В этом пассаже Е. А. Тоддес видит
вариаци[ю] на тему литературной эволюции, в частности на тему одного из центральных тезисов статьи Тынянова «Литературный факт»: «не то что в центре литературы движется и эволюционирует одна исконная, преемственная струя, а только по бокам наплывают новые явления, – нет <…> на его место из мелочей литературы <…> всплывает в центр новое явление» <…> [Тоддес 1986: 93].
Этот пример лишний раз доказывает, что у Мандельштама цитатный прием выполняет строго прагматическую, коммуникативную функцию: он рассчитан на владеющего кодом и распознающего цитату собеседника. Думается, в связи с проблемой верификации подтекстов необходимо учитывать эту программную ставку зрелого Мандельштама на коммуникацию[207] – чем более герметичную, тем более адресную.
Глава первая УКРАДЕННЫЕ ГОРОДА (I)
(«Дайте Тютчеву стрекозу…»)
В построенном как ряд загадок «Дайте Тютчеву стрекозу…» (далее – ДТС) (1932), примыкающем к циклу «Стихи о русской поэзии», бросаются в глаза резкие, как в частушке, смены темы (ср. нарочито немотивированные стыки: «А еще», «И всегда» и т. п.).
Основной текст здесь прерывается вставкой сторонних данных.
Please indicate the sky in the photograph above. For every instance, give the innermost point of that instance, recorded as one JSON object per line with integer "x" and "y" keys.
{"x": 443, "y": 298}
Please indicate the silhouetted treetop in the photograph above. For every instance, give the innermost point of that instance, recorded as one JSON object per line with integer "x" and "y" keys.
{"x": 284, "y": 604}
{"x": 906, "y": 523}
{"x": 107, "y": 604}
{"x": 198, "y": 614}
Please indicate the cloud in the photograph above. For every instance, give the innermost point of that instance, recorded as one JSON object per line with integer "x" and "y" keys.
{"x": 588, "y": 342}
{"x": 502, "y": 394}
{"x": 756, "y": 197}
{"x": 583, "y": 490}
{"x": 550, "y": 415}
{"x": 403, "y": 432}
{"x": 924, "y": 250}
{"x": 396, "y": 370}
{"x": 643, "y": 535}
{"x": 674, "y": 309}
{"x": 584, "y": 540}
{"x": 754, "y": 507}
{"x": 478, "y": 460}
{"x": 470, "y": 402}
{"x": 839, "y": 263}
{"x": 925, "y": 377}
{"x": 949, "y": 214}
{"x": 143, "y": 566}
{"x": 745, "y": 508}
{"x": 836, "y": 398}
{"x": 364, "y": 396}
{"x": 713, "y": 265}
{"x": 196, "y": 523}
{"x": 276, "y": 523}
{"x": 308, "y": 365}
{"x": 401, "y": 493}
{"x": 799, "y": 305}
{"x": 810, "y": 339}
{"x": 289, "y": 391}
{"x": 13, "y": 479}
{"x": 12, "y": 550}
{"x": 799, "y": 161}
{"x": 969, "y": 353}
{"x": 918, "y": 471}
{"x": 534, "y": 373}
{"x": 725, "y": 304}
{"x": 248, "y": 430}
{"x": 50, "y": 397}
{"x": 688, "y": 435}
Идя на поводу у столь дробной и с виду произвольной композиции, исследователи не уделяли достаточного внимания синтагматике мандельштамовского текста. Пришло время несколько поправить это положение.
Обращаясь по мере надобности к черновым строфам и вариантам, я фокусируюсь главным образом на приводимой ниже основной редакции:
1 Дайте Тютчеву стрекóзу –
2 Догадайтесь, почему.
3 Веневитинову – розу,
4 Ну а перстень – никому.
5 Баратынского подошвы
6 Раздражают прах веков.
7 У него без всякой прошвы
8 Наволочки облаков.
9 А еще над нами волен
10 Лермонтов – мучитель наш,
11 И всегда одышкой болен
12 Фета жирный карандаш.
Стихотворение содержит шесть фрагментов-загадок (стихи 1–2, 3, 4, 5–8, 9–10, 11–12). Четыре из них заключаются в том, чтобы отгадать, почему данному поэту присвоен именно такой вещественный атрибут (причем Баратынский и Фет снабжены целыми наборами добавочных признаков); оставшиеся две загадки половинчаты: в одной фигурирует атрибут без поэта (стих 4), в другой – поэт без атрибута (стихи 9–10).
Толкователи обычно исходили из того, что для каждой из этих загадок должно существовать изолированное решение в виде одного или нескольких подтекстов[208]. Большей частью такие решения, сегодня общепринятые, были предложены в статье О. Ронена «Лексический повтор, подтекст и смысл в поэтике Осипа Мандельштама» (1970). В мою нынешнюю задачу входит показать, что все подтексты, выявленные до сих пор, вопреки их кажущейся автономности, активно корреспондируют друг с другом, а также с некоторыми другими, ранее не отмечавшимися, и на уровне их взаимодействия проявляется смысловое целое поэтического высказывания.
Последняя из мандельштамовских загадок дает необходимую подсказку, вооружась которой, следует вернуться к началу и приступить к повторному прочтению. Комментируя присвоенный Фету атрибут – больной одышкой карандаш, – О. Ронен отметил общность мотива болезненного дыхания у Мандельштама и Фета и указал на то, что А. А. Фет в действительности страдал астмой и что в 1914 г. Мандельштам мог видеть карандашные поправки умирающего Фета к его последнему стихотворению «Когда дыханье множит муки…» [Ронен 2002: 37][209]. Б. М. Гаспаров ввел строки о Фете в контекст важнейшей для Мандельштама темы поэтического дыхания, прошедшей в его творчестве ряд контрастных фаз. Мандельштамовская насмешка над Фетом[210] характерна, согласно этой схеме, для творческого периода начала 1930-х годов, когда «мотив задыхающегося / захлебывающегося голоса как символ гибели поэзии <…> получает полное развитие <…>» [Гаспаров Б. 2003: 25][211].